Le jeune homme avait un sourire chaleureux mais les yeux durs de qui avait vu des horreurs. « Je vous servirai de guide dans Shanghai. C’est une ville très dangereuse.

— Joe, c’est bien ça ?

— Zhao », corrigea-t-il. Le sommet de son crâne arrivait à peine à la poitrine de Sullivan. Soit c’était encore un adolescent, soit il était de ces types qui auraient toute leur vie l’air d’un gosse. « Je m’appelle Zhao.

— Pardon. La prononciation n’est pas mon fort.

— Mes excuses, monsieur Sullivan. Moi aussi, j’ai du mal.

— Vous vous en sortez bien.

— Dans une ville comme Shanghai, il est vital pour les chevaliers de parler plusieurs langues. Personne ne soupçonne un factotum d’écouter les conversations privées. Je parle japonais, français, et j’ai des rudiments de russe et d’allemand. »

L’immense chapeau de Heinrich s’inclina et l’estompeur, toujours méfiant, posa une question compliquée dans sa langue maternelle. Le gosse n’hésita qu’une seconde avant de lui débiter une phrase assurée. Heinrich lui répondit d’un ton satisfait.

« Mais c’est l’anglais que je maîtrise le mieux. Ma famille a hébergé un chevalier américain en mission d’espionnage. C’est auprès de lui que j’ai d’abord appris. Ensuite, j’ai réappris quand j’ai dû travailler dans la section britannique.

— Réappris ?

— Le chevalier américain venait de l’État de Louisiane du Sud.

— Il y a quarante-huit États, et je mettrais ma main à couper que la Louisiane du Sud n’existe pas, dit Lance.

— J’ai un peu vécu à La Nouvelle Orléans, intervint Sullivan. La Louisiane du Sud, c’est un état d’esprit. Tu as quel âge ?

— Bientôt seize ans. » Zhao ne paraissait pas vexé. Il avait sans doute l’habitude. « Ne vous inquiétez pas. Je connais Shanghai comme ma poche. J’y ai vécu toute ma vie. J’étais garçon de courses pour la banque anglaise ; je peux vous faire accéder à tous les quartiers de la ville. J’ai organisé ce rendez-vous selon vos instructions, et je vous fournirai toute l’assistance nécessaire pendant votre séjour. »

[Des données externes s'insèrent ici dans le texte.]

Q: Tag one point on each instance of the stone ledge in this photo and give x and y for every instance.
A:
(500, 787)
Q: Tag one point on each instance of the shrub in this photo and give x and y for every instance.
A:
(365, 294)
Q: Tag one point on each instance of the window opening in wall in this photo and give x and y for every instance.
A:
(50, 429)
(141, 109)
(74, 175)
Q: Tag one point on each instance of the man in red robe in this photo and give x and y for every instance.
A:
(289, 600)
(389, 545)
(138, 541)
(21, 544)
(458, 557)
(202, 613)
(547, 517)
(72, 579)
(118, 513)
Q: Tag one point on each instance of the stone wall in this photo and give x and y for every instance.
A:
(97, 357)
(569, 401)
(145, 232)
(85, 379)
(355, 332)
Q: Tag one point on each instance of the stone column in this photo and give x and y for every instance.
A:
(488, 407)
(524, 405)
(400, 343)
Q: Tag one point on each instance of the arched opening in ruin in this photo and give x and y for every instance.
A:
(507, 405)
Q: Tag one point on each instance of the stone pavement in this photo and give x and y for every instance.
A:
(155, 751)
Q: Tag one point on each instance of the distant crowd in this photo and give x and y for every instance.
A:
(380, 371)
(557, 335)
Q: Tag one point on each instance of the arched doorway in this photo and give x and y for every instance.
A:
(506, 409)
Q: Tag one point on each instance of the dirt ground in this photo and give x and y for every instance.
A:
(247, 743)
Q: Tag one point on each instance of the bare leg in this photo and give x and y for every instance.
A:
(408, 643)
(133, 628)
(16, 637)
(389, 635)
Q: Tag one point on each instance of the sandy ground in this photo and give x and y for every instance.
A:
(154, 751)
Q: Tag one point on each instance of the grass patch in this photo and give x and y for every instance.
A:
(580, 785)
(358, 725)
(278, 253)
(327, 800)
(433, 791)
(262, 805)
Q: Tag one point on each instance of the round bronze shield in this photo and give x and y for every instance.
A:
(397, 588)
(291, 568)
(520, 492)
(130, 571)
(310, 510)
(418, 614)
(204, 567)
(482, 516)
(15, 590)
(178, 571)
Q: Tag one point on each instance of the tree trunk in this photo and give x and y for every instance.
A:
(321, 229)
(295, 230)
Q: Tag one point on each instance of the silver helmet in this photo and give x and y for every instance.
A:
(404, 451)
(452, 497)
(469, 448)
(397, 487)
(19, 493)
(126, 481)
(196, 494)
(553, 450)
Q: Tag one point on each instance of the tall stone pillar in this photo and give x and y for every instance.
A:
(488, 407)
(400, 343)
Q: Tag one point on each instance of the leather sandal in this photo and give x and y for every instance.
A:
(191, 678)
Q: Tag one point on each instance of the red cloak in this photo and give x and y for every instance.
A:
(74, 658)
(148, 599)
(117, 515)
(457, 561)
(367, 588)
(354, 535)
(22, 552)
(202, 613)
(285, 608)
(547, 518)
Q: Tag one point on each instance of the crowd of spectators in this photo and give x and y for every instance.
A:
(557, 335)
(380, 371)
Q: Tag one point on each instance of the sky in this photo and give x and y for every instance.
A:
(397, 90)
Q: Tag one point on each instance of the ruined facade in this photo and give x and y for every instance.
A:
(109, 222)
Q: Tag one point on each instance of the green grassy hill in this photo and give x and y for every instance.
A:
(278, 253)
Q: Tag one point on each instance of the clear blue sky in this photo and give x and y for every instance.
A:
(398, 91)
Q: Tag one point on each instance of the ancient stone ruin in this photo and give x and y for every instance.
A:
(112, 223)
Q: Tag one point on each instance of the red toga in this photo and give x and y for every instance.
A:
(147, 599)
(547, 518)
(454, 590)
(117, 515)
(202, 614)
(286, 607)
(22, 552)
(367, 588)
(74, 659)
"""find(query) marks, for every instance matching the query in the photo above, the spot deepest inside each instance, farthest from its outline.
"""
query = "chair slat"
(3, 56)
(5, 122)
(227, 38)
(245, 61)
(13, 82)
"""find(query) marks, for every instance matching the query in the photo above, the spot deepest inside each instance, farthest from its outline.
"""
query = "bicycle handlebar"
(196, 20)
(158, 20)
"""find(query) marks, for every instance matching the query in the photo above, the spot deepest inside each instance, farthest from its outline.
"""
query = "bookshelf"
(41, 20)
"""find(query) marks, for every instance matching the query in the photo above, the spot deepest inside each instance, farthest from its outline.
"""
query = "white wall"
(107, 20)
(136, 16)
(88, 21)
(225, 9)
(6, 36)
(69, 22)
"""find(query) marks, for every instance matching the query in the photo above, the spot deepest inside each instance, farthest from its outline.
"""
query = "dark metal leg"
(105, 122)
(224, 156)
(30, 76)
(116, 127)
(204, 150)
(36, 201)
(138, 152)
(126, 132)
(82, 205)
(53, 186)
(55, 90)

Sullivan n’était pas beaucoup plus âgé quand il avait trimé dans l’enfer sanglant de la bataille d’Amiens. En temps de crise, l’enfance ne durait pas. Il fallait voir ce que Faye avait accompli avant de se faire tuer… « Tu nous seras utile, j’en suis sûr.

— Je ne sais pas ce qui vous amène à Shanghai, mais j’ai entendu parler des chevaliers de Pershing et de leurs exploits. Venir à bout de Madi, le garde de fer, affronter le président à bord de son vaisseau. Madi a tué beaucoup de mes amis. C’est un honneur de faire votre connaissance. » Zhao faillit se fendre d’une courbette, remarqua Sullivan, mais il se retint pour leur tendre la main. Il n’avait pas compris le principe de la poignée de main américaine – la sienne évoquait un poisson mouillé – mais il ne manquait pas de bonne volonté. « Nous devons faire vite.

— Passe devant », suggéra Heinrich. Bonne idée, puisque personne d’autre ne savait où on allait ; mais le véritable motif de l’Allemand résidait sans doute dans sa paranoïa. Il ne voulait pas présenter le dos à un quasi-inconnu.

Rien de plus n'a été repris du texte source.